Most Americans now receiving unemployment are old enough to remember receiving unemployment last year, and during the Obama years, and don’t recall it being celebrated as a magnanimously compassionate shower of money on them. It was more of what it actually was this time around: a political bone of contention, with Democrats ultimately deciding to go with less money per week ($300) than some of them wanted ($400). (Republican views matter little in this Congress. As long as the Democrats can muster all 50 of their Senate votes, the bill will pass regardless of what Republicans think. A filibuster can still stall the vote, so we may duly acknowledge that the Republicans didn’t try that.)
It’s also sleight-of-hand to effectively depict the “Biden” bill’s support to small businesses as support for individuals, when similar expenditures in the 2020 bills are called “support to business.”
We could go on about that all day, in fact, as regards most of the other spending categories. Just a couple of points. One, as Hans Bader has pointed out at LU in a series of very sensible articles, the COVID “relief” bill is actually pretty much certain to have a damaging effect on the U.S. economy.

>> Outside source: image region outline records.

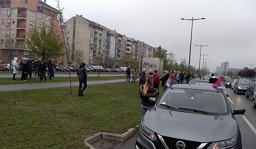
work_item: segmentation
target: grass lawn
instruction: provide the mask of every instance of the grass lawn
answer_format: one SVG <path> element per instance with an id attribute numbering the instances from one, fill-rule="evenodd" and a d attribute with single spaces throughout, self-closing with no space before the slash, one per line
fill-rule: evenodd
<path id="1" fill-rule="evenodd" d="M 121 134 L 141 120 L 138 83 L 89 85 L 83 97 L 68 87 L 1 93 L 0 148 L 86 148 L 95 133 Z"/>
<path id="2" fill-rule="evenodd" d="M 31 80 L 29 79 L 27 82 L 20 81 L 20 78 L 16 78 L 16 80 L 12 80 L 12 78 L 0 78 L 0 85 L 11 85 L 11 84 L 31 84 L 34 83 L 44 83 L 46 82 L 50 83 L 53 82 L 69 82 L 69 77 L 55 77 L 52 78 L 52 80 L 49 80 L 49 77 L 47 77 L 47 82 L 44 81 L 44 79 L 42 80 L 42 81 L 39 81 L 39 77 L 32 77 Z M 125 78 L 125 76 L 116 76 L 109 77 L 88 77 L 87 81 L 92 80 L 113 80 L 120 79 L 122 78 Z M 78 77 L 71 77 L 71 81 L 78 81 Z"/>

The WaPo article tries to get ahead of that criticism by acknowledging that “the bill … injects the economy with so much money that some economists from both parties are warning that growth could overheat, leading to a bout of hard-to-contain inflation.”

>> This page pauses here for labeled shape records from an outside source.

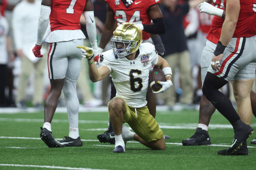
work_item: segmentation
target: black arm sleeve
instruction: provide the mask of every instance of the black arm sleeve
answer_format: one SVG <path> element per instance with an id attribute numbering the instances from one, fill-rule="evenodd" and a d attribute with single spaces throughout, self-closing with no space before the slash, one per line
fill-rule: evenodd
<path id="1" fill-rule="evenodd" d="M 152 20 L 154 24 L 143 24 L 143 31 L 153 34 L 164 34 L 165 32 L 165 24 L 163 18 L 158 18 Z"/>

That leaves the reader thinking the “shower of money” will prompt an orgy of consumer spending.
But we are not, contra Richard Nixon, all Keynesians now. People on unemployment, and with less than $120 extra per month over 12 months from their $1,400 checks, aren’t going to overheat the economy. They’re going to juggle bills hoping to somehow remain in their homes with the lights still coming on, and food in the refrigerator.

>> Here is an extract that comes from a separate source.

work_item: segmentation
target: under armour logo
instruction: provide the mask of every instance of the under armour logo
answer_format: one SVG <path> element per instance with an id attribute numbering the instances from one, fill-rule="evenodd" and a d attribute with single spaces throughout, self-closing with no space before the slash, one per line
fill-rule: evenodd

They’ve been getting unemployment benefits, with an additional $1,800 a head in cash since the March 2020 bill, and that’s what they’ve been doing with it. The reason that’s all they’re going to do with it? They’re unable to work! (Which is the number one reason this “stimulus” is utterly incapable of “cutting poverty.”)
What the bill actually does is lard up the national debt by another 8% of its current $23.3 trillion, in one fell swoop. The federal deficit for fiscal year 2021 is already projected to be $2.3 trillion without the COVID bill. Add that to the price of Biden’s Great Leader Bill and the national debt will take a whopping 18% jump in one fiscal year.
The inflation that looms over this impending train wreck is from devaluing the currency, not from stimulating the public to rush out and buy two of Kyrsten Sinema’s Lululemon bags, plus a hybrid crossover SUV and a 62-foot yacht.
But even that, important as it is, is not the main point you want to ponder about the WaPo headline. No, the point you want to ponder is this. The same people who perpetrated that headline have been writing the headlines since 2016. They’ve been writing the copy since 2016.
They’ve been framing everything just as they did in the WaPo Great Leader article: prejudicially, in the accents of laughably obvious propaganda. They use charts that obscure a blunt, unimpressive reality you can discern with a few seconds’ thought (e.g., unemployment is unemployment – something that’s not “additional,” something lesser, with a cutoff date, that you receive because you don’t have a job; it’s not a “shower of money” from the POTUS). They use words that intentionally trigger your emotions and test your tolerance for fatuity (the appeal to pay no attention to the currency devaluation; you’re being showered with $44,000! — because our Great Leader favors you over “businesses”!).
What else have the same copywriters been trying to sell you that doesn’t necessarily pass the smell test – since 2016? Or before?